In the 1950s and 1960s, the European Movement put forward the arguments for joining the European Economic Community, and it ran a major campaign in the early 1970s, both among the general public and in parliament, to win the battle for entry. In 1975, during the referendum on membership, the European Movement played a central role in the YES campaign. Other campaigns since then have included pressing for direct elections to the European Parliament in the 1970s and promoting the benefits of the single market in the run-up to 1992.
During the 1990s, the organisation became revitalised around the need to create a new national pro-European coalition. The rise in anti-European feeling threatens to undermine Britain's place in the European Union; our exclusion from the first wave of countries joining the euro is an example of how we lose out when the pro-European case is not put strongly enough in public.
Aims and activities
The European Movement is
- A rallying point: The European Movement rallies all those who believe that European unity is vital where the peoples of Europe have interests in common such as increased trade to improve economic prosperity, an improved environment to tackle climate change, and action to combat global poverty. A politically united Europe is needed to sweep aside the petty tribalism that has historically, at the very least, been an obstacle to progress or, at its worst, has led to bitter conflict and a catastrophic loss of human life. Europe must be united as a region of law, justice and democracy, equipped with the institutions capable of achieving these ends. Members receive a regular newsletter, euromove, with information and news about Pro-European developments. In addition, the office publishes updates on campaign ideas and issues an e-mail newsletter, e-News. Members take part in lively discussions in person and online, and the European Movement maintains an informative website.
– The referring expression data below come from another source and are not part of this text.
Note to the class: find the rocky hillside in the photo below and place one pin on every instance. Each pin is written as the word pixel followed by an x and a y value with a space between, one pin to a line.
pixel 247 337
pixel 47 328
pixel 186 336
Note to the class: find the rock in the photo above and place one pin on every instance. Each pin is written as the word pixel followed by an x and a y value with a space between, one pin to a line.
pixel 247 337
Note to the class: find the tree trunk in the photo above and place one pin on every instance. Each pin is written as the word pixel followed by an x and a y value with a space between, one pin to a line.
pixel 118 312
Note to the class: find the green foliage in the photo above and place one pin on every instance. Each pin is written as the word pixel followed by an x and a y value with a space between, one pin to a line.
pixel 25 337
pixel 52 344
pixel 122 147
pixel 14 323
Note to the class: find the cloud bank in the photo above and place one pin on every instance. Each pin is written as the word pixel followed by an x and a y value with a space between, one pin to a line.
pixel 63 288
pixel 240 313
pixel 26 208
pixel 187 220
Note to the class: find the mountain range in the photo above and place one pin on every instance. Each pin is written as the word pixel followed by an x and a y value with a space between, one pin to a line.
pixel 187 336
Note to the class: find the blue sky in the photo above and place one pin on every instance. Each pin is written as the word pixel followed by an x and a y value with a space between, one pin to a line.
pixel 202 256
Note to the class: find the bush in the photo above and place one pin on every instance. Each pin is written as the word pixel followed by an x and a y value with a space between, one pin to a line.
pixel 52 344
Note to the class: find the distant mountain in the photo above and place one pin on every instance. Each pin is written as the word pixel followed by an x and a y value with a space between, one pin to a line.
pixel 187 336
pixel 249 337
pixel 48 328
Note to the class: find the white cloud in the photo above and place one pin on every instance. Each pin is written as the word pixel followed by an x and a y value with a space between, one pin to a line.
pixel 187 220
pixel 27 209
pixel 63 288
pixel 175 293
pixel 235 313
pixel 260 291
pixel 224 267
- A campaign: The Movement has since its creation in 1948 sought to build and maintain public support for the unity of Europe. In the face of a backward-looking nationalist resurgence in some quarters, this role is as vital as ever. The campaigns include public information points, working with the media, and lobbying MPs and other decision-makers. In addition to the work of the London office, the branches and national councils organise campaign activities in their own areas, as well as political discussions and social events for members.
- A pressure group: The creation of the European Union has been an extraordinary achievement - democratic, sovereign states have created a common institutional framework in order to forge a future together based on the rule of law. But the European Movement is not the Union's information service or an apologist for its weaknesses. It must work to win support for the reforms necessary to improve its ability to meet the hopes and aspirations of its peoples.